We used an open-source computer language, the R Project for Statistical Computing, to develop a program to filter the recordings, detect the individual bat calls and measure 19 parameters (or variables) from each call. The program is completely automatic and worked for most recordings. When the recordings were seriously contaminated by insect noise or with low-intensity calls, however, the program didn’t work well, mainly because it couldn’t detect individual bat calls. We are developing new algorithms in hopes of improving detection.

Next, we used a two-stage process to classify the calls. In the first stage, calls were classified into one of six groups of species: Rhinolophus, Myotis, Pipistrellus/Miniopterus, Nyctalus/Eptesicus/Tadarida, Plecotus and Barbastella. Each group was defined by similar characteristics in their echolocation calls.

Then, in stage two, calls within each group were classified into species. Due to limitations in sample size, however, some calls were classified only by group and not as individual species; this mainly involved Myotis species.

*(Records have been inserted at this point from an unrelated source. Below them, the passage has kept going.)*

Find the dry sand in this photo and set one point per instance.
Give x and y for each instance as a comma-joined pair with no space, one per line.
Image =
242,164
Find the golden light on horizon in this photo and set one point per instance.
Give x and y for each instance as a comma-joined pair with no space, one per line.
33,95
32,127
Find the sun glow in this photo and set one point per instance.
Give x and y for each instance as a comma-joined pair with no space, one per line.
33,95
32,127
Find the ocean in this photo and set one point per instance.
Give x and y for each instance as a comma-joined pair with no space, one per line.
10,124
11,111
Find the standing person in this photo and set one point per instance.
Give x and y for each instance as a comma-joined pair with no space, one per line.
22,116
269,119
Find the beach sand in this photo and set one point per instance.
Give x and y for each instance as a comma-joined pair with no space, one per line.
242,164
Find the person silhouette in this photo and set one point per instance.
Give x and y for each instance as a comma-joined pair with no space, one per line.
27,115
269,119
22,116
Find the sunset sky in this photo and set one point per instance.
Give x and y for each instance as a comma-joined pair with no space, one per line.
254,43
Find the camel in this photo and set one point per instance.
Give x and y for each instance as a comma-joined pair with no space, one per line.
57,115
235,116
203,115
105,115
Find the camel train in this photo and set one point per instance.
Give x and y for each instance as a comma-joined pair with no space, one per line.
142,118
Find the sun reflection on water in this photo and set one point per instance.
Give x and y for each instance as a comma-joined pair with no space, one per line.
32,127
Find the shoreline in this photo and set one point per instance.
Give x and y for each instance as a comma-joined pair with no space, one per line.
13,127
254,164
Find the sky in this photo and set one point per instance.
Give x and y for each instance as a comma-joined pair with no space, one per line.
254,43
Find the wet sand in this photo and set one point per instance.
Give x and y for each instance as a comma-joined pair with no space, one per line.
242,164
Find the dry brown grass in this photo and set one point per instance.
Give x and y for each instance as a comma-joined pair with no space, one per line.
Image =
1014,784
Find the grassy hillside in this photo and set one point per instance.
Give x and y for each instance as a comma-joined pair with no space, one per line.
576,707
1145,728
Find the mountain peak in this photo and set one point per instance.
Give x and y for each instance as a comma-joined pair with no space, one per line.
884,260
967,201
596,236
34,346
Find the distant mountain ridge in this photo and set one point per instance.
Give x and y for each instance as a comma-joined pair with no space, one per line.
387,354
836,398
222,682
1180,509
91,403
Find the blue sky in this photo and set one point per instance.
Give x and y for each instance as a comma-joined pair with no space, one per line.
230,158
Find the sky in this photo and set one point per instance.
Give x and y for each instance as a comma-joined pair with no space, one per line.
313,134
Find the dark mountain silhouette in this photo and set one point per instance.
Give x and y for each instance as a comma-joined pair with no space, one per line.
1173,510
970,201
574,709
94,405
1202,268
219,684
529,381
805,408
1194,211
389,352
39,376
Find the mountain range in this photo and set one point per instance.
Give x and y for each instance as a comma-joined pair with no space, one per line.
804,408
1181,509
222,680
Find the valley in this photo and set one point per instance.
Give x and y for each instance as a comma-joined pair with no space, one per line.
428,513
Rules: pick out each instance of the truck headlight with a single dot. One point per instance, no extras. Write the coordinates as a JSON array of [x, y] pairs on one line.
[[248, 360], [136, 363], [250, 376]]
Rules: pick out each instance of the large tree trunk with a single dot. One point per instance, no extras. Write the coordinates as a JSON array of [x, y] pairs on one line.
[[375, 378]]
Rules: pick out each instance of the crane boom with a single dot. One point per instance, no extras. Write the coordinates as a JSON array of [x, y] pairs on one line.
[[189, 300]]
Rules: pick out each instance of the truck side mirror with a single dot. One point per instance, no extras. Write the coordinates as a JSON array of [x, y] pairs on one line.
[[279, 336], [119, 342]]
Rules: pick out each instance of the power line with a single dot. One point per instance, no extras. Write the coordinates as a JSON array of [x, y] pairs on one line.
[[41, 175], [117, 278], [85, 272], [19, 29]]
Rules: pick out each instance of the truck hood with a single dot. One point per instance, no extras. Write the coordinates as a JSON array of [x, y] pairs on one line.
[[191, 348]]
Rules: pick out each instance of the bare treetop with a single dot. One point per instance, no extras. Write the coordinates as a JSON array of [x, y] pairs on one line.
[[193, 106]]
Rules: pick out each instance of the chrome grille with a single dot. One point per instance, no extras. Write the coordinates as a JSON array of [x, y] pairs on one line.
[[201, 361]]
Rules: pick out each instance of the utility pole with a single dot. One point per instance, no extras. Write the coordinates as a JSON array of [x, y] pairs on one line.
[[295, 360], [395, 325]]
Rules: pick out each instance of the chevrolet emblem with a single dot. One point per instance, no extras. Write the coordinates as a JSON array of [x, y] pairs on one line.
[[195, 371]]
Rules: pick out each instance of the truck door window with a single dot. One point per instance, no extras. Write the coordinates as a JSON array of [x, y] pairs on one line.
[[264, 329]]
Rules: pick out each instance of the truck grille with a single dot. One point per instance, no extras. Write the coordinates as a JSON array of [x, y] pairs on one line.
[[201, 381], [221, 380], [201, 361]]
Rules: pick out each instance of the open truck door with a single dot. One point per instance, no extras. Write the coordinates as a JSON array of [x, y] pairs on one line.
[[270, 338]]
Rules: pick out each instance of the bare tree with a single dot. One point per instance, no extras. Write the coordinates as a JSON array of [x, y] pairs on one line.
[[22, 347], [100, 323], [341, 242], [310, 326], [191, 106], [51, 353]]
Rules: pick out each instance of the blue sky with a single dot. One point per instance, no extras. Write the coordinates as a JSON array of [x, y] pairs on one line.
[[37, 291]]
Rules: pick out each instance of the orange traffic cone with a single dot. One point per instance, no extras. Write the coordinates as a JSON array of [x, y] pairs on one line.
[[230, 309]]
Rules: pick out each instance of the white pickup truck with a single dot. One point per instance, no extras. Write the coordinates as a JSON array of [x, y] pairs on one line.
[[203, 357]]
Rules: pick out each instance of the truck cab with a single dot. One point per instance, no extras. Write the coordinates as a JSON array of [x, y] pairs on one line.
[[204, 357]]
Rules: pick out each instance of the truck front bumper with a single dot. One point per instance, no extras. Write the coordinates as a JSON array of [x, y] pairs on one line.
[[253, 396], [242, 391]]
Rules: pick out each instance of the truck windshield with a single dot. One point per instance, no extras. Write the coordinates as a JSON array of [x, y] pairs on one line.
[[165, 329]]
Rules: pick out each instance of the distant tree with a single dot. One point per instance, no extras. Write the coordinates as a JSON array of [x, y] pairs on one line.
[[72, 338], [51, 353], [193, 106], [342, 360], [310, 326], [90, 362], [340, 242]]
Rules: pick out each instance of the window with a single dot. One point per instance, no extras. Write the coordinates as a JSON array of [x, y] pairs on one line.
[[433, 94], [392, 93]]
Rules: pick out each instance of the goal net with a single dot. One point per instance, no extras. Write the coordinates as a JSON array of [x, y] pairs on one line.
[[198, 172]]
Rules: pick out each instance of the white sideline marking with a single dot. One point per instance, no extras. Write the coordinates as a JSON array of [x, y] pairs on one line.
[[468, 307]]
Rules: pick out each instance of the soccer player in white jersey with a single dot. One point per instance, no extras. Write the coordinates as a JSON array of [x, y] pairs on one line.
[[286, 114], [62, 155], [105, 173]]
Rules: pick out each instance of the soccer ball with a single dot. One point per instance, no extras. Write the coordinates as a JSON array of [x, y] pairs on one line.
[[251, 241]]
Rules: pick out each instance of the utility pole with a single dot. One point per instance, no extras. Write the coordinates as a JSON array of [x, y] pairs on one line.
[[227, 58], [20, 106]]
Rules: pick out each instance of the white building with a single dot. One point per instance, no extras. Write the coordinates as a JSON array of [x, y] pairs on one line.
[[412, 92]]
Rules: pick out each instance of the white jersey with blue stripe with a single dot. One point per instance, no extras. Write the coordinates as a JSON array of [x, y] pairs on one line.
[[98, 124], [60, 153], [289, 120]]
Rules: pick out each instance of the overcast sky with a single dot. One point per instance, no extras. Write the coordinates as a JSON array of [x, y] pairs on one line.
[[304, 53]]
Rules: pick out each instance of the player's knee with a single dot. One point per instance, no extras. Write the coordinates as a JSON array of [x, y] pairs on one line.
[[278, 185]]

We used two different approaches for classification of calls: ensembles of artificial neural networks and logistic regression models. Neural networks are nets of digital neurons modeled, albeit crudely, after the human brain, with the ability to improve their performance through “training.” They outperformed logistic regression for classification, but the sophisticated statistical model had the advantage of quantifying the importance of individual variables. The work continues.

The models for the first classification stage, which identified species groups, revealed excellent accuracy of 92 to 100 percent. In the second stage, species classification, accuracy was not as good, although equally promising: species identification was correct 50 to 100 percent of the time. During this phase of our research, we achieved three main goals: we built the foundations for a database of bat calls recorded in mainland Portugal, developed a computer program to analyze recordings of bat echolocation calls, and devised statistical models to classify those calls to the corresponding species.

The database should be very valuable for the acoustic identification of Portugal’s bat species. And the program is proving to be a powerful tool for bat researchers since it can provide almost immediate identification of a bat species or species group from recorded echolocation calls. It can also process the huge numbers of recordings that are now produced by automatic recording stations, reducing the costs associated with monitoring projects and allowing for long-term bat monitoring for wildlife management.

This research is far from complete and we are still working to enhance our results. The capture and recording of bat calls continues, and a more robust computer program is being developed. In the near future, we plan to begin examining the variability in echolocation related to geographical location, sex and age.

BRUNO SILVA is an environmental scientist who conducted this research while earning a Master’s degree in Statistical Modulation and Data Analysis at Évora University in Portugal.

The author thanks colleagues Sílvia Barreiro and Pedro Alves for their invaluable help and support. He also acknowledges the August 2012 publication by Charlotte Walters of the Zoological Society of London and colleagues of an online tool (iBatsID) designed to identify European bats by their echolocation calls. Silva reports that their results in some ways inspired his own, which is designed to process much larger amounts of data.